In both cases adolescent rebellion can be seen to fail. Lucia’s attempts to create a career for herself are frustrated by her parent’s insistence that she move to London with them, and she never recovers from the end of her relationship with Samuel Beckett and the discovery that her parents are not married. Mary’s rebellion, if it is one, is almost diametrically opposed: she defies her father’s expectations that she will go to Cambridge and instead falls pregnant and marries: however, she is now a prominent academic.

Thematically, though, the links between the two stories are fairly weak. Though book-ended with the quotation form Finnegans Wake, “My cold mad feary father,” Joyce does not come across as fearsome at all (though Nora would certainly scare me), and both fathers are rather slightly portrayed: very much as observed from the outside.

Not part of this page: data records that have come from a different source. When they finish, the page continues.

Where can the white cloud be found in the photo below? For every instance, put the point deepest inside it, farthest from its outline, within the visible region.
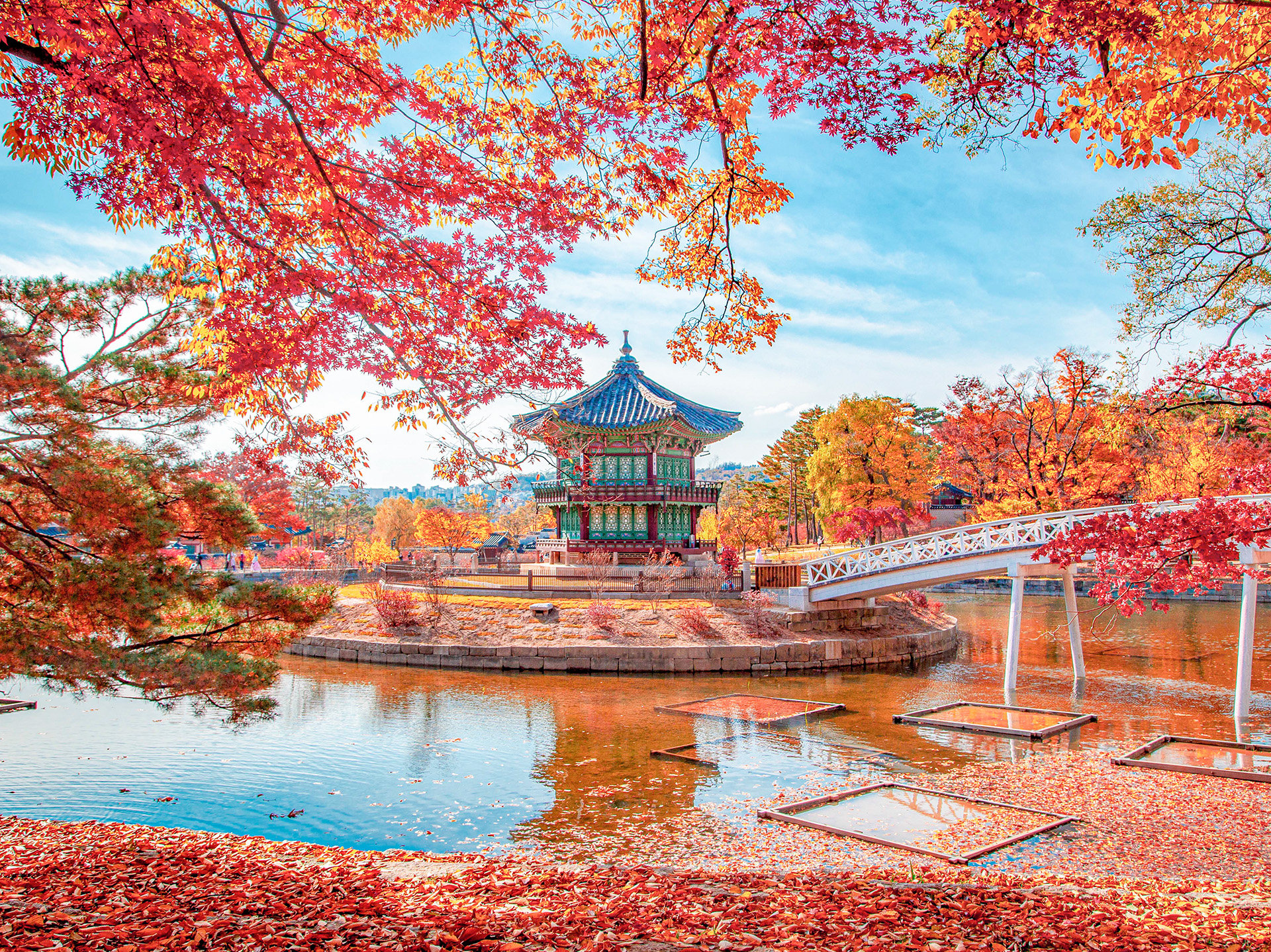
(772, 411)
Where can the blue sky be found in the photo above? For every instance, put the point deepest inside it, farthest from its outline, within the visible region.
(902, 273)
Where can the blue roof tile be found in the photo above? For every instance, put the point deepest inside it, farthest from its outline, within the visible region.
(626, 399)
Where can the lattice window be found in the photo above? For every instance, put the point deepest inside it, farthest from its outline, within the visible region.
(571, 524)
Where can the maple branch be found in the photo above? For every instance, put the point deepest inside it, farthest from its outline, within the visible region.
(643, 50)
(34, 55)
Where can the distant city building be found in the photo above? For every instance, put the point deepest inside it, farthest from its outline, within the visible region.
(515, 496)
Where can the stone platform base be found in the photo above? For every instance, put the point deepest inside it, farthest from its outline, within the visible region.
(777, 659)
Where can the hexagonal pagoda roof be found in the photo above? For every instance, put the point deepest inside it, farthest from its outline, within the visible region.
(626, 401)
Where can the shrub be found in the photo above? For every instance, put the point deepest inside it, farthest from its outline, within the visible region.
(755, 604)
(602, 614)
(395, 606)
(596, 567)
(693, 620)
(707, 580)
(918, 604)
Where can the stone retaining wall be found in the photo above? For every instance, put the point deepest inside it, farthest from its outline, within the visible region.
(849, 619)
(780, 657)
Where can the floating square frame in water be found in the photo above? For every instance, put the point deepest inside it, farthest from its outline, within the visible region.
(700, 708)
(928, 717)
(681, 751)
(1133, 758)
(790, 814)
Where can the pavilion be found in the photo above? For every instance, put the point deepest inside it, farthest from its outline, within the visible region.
(626, 454)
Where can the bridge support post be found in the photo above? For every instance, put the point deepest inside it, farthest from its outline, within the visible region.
(1245, 652)
(1074, 626)
(1016, 623)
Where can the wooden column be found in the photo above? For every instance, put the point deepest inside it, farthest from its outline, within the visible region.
(1245, 651)
(1074, 626)
(1015, 624)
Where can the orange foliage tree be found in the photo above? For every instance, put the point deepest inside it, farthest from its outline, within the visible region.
(263, 485)
(1036, 442)
(349, 211)
(872, 468)
(91, 599)
(747, 516)
(451, 529)
(1129, 78)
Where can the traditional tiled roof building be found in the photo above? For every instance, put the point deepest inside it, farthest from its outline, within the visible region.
(626, 449)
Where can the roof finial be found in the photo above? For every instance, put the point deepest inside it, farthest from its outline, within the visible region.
(627, 364)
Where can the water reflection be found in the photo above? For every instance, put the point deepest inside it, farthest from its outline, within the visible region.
(454, 761)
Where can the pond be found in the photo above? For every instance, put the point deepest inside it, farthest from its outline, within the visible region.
(371, 757)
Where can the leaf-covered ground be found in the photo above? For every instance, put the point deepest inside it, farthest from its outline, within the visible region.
(1133, 823)
(1160, 862)
(134, 888)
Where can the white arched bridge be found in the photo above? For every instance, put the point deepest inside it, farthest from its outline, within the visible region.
(1006, 547)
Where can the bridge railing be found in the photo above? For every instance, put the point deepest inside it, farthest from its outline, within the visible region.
(979, 538)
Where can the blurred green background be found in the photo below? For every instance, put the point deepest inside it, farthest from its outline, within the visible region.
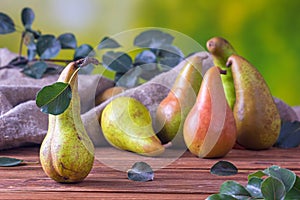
(266, 32)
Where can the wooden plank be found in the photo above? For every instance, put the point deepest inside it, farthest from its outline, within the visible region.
(187, 177)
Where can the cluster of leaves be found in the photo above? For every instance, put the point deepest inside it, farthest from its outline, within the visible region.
(157, 55)
(44, 46)
(272, 183)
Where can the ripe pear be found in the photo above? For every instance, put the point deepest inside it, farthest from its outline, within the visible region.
(126, 124)
(172, 111)
(220, 50)
(256, 115)
(209, 130)
(67, 153)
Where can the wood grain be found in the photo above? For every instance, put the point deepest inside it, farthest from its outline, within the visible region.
(187, 177)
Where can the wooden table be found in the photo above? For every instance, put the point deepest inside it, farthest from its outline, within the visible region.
(186, 178)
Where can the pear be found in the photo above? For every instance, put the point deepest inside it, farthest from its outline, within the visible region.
(256, 115)
(126, 124)
(209, 130)
(67, 153)
(172, 110)
(220, 50)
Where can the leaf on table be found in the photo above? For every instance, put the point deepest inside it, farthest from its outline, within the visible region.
(48, 46)
(9, 162)
(234, 189)
(140, 171)
(272, 188)
(289, 136)
(223, 168)
(117, 61)
(54, 99)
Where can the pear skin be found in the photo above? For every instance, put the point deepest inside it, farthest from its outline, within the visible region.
(67, 153)
(256, 115)
(126, 124)
(209, 130)
(220, 50)
(172, 111)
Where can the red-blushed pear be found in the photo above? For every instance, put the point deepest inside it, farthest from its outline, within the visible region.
(209, 130)
(256, 115)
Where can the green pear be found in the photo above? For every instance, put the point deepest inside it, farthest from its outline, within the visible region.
(220, 50)
(256, 115)
(67, 153)
(126, 124)
(209, 129)
(172, 110)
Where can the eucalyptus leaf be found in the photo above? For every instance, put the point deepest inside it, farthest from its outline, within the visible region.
(27, 17)
(117, 61)
(83, 51)
(272, 188)
(19, 61)
(253, 187)
(35, 70)
(54, 99)
(67, 41)
(130, 78)
(170, 56)
(289, 136)
(258, 174)
(9, 162)
(286, 176)
(6, 24)
(48, 46)
(153, 39)
(294, 193)
(235, 190)
(108, 43)
(220, 197)
(140, 171)
(145, 57)
(223, 168)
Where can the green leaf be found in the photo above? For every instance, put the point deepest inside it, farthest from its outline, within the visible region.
(54, 99)
(253, 187)
(6, 24)
(67, 41)
(108, 43)
(27, 17)
(35, 70)
(235, 190)
(272, 188)
(224, 168)
(153, 39)
(140, 171)
(286, 176)
(48, 46)
(9, 162)
(294, 193)
(130, 78)
(145, 57)
(83, 51)
(220, 197)
(289, 136)
(170, 55)
(117, 61)
(258, 174)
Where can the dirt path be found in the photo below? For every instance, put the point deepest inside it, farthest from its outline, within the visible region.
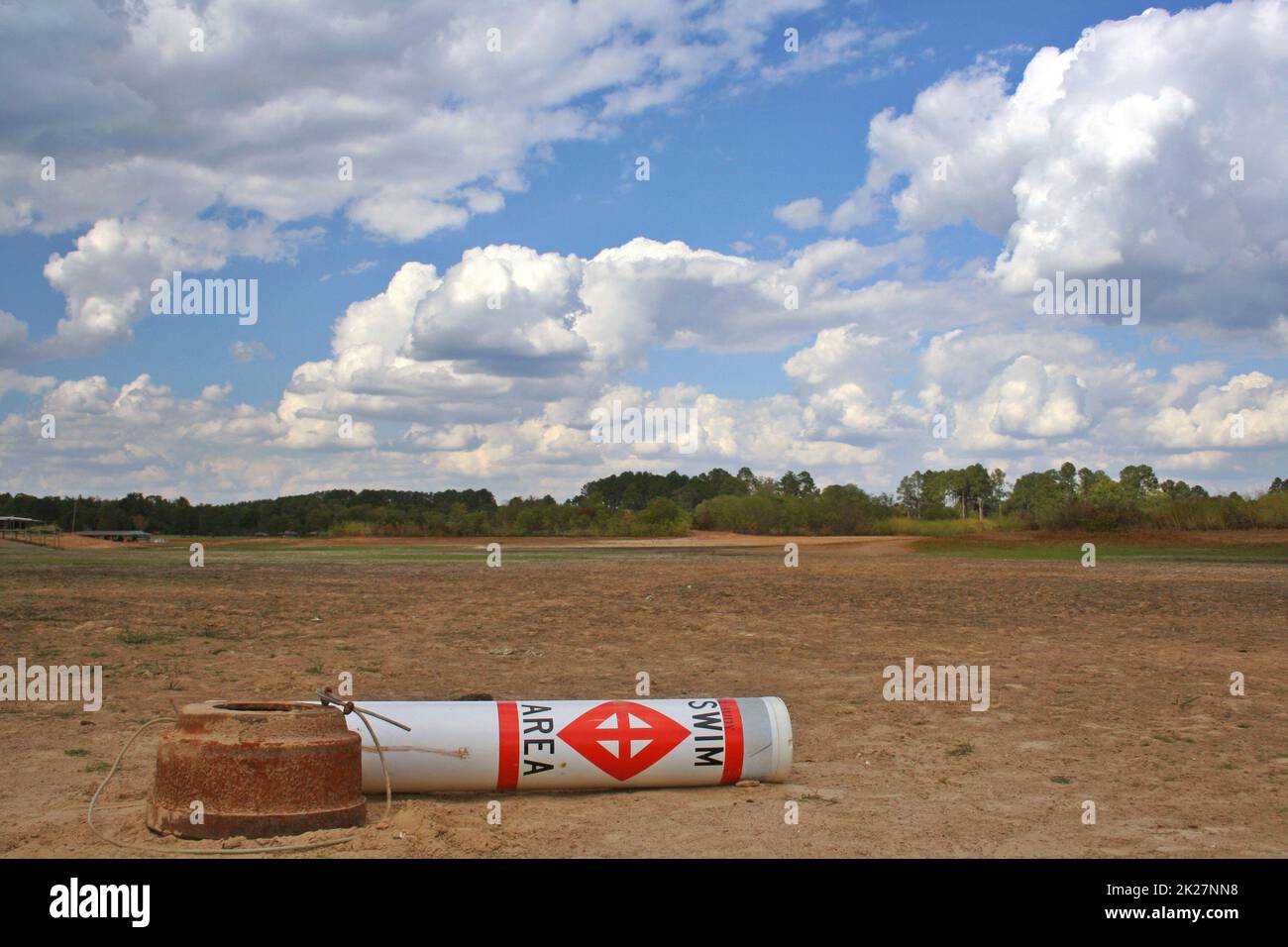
(1108, 685)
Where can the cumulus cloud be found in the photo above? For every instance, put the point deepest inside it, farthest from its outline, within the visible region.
(407, 123)
(1151, 150)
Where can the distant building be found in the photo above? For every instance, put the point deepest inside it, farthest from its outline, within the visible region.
(116, 535)
(20, 522)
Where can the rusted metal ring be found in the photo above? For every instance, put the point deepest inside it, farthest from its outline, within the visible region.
(257, 768)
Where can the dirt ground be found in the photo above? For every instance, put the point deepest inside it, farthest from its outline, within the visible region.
(1109, 684)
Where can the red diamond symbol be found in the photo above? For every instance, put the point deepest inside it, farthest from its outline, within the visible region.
(623, 738)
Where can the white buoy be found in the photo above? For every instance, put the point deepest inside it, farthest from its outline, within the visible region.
(542, 745)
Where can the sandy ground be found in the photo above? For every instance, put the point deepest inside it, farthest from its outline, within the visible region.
(1108, 684)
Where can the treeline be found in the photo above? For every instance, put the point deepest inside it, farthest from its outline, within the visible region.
(1083, 499)
(649, 504)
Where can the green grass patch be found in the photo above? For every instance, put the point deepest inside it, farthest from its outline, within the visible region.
(145, 638)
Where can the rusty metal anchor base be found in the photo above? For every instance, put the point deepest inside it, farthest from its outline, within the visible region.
(257, 770)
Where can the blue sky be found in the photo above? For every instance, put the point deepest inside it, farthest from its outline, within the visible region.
(241, 185)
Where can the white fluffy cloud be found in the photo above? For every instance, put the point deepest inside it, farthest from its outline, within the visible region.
(161, 111)
(1151, 150)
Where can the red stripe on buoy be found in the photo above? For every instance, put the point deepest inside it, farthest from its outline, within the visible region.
(507, 764)
(733, 741)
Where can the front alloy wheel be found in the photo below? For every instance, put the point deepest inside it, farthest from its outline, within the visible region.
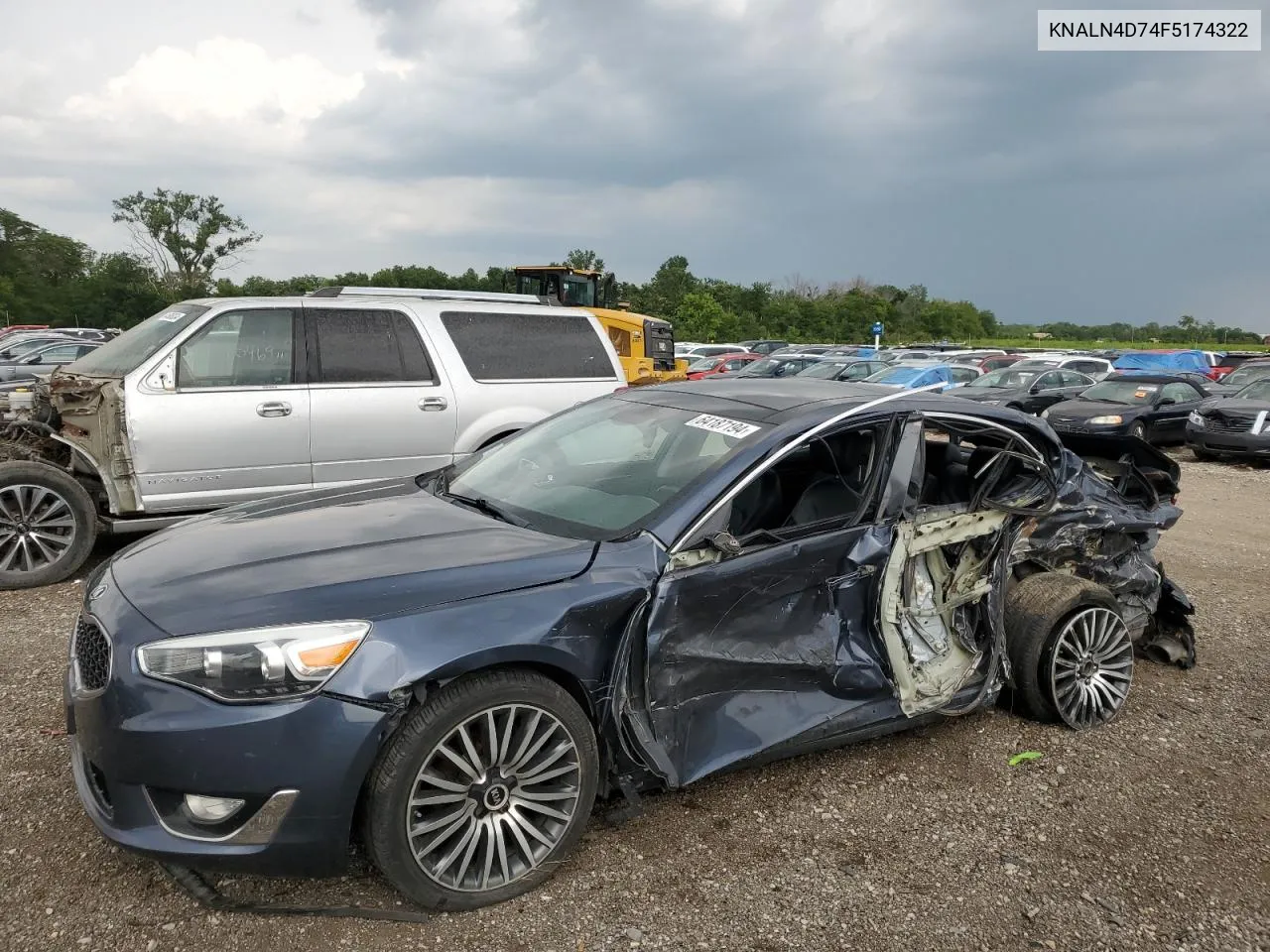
(483, 791)
(1091, 667)
(48, 525)
(493, 798)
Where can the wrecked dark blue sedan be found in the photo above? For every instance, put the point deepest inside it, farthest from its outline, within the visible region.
(633, 595)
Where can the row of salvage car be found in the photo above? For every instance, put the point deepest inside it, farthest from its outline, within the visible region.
(1159, 397)
(640, 592)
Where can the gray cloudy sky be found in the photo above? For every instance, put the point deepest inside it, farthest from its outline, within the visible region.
(913, 141)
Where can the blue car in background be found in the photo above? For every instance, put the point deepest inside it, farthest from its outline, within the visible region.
(915, 376)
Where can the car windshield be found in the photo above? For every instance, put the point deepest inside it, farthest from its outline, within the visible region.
(598, 471)
(1257, 390)
(1246, 375)
(136, 345)
(22, 348)
(1121, 391)
(826, 370)
(1008, 377)
(771, 367)
(897, 375)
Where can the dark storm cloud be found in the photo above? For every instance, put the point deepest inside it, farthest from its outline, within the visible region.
(925, 141)
(1049, 186)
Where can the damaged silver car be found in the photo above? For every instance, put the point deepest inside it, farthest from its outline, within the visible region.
(635, 594)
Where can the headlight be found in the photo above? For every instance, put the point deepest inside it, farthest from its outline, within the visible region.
(258, 664)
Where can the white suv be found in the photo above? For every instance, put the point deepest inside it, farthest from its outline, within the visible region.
(227, 400)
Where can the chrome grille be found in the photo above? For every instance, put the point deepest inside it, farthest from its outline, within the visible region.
(1230, 422)
(1071, 424)
(90, 654)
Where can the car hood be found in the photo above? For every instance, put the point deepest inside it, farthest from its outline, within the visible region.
(361, 552)
(1232, 405)
(1084, 409)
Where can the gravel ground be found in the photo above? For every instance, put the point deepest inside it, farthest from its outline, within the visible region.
(1151, 833)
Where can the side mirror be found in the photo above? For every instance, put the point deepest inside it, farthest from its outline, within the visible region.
(725, 543)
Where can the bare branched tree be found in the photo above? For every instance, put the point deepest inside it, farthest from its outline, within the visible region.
(187, 238)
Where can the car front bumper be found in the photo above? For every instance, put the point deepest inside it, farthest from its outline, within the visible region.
(1222, 443)
(139, 746)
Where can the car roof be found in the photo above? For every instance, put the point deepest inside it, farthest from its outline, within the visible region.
(1153, 377)
(757, 398)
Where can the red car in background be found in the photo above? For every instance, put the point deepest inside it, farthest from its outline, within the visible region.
(720, 365)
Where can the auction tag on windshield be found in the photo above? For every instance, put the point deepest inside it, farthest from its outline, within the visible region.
(722, 425)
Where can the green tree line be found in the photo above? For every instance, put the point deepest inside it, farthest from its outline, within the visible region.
(185, 240)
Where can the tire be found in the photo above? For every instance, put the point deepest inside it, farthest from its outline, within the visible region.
(481, 807)
(1048, 617)
(41, 508)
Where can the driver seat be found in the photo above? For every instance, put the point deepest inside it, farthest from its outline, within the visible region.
(843, 462)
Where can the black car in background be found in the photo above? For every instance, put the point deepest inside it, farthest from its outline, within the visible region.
(1146, 405)
(776, 366)
(1232, 426)
(1028, 390)
(765, 347)
(846, 368)
(1246, 373)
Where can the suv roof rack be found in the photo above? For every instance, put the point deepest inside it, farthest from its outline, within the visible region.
(435, 295)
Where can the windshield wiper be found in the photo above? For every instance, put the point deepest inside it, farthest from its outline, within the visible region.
(483, 506)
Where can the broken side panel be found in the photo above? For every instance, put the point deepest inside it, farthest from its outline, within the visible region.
(934, 595)
(766, 649)
(1111, 507)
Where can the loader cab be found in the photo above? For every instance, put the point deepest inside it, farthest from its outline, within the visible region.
(645, 345)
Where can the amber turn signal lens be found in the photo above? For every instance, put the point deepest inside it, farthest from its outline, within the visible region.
(326, 655)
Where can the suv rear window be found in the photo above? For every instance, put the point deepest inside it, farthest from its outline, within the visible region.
(527, 345)
(367, 347)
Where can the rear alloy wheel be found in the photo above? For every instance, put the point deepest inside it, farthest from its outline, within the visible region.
(1071, 654)
(48, 525)
(483, 791)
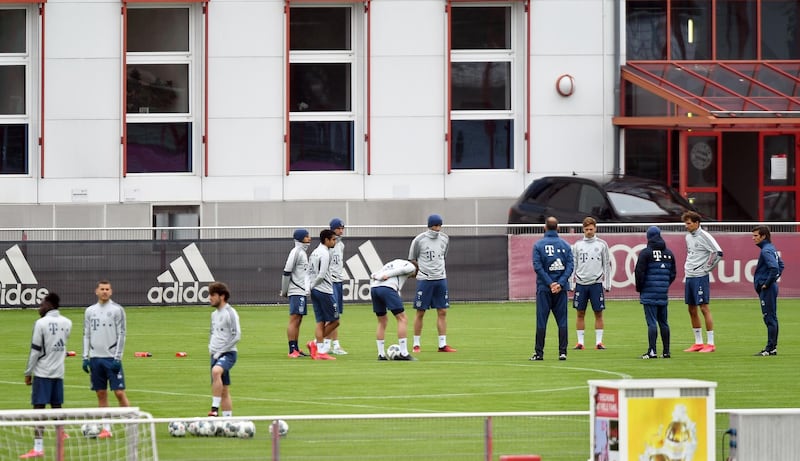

Both Mary and Lucia’s stories are interesting, but for every scene where the graphic format allows a lot of information to be delivered swiftly (the picture of Mary and Bryan talking with all their shared interest illustrated above them) or dramatically (Lucia being committed to an asylum depicted as dance moves in a strait jacket – see below), there are others where you wish the depth of a biography were available. However, it is a fascinating exploration of the comic medium as a form for documenting lives and highly recommended to anyone interested in the development of the graphic novel.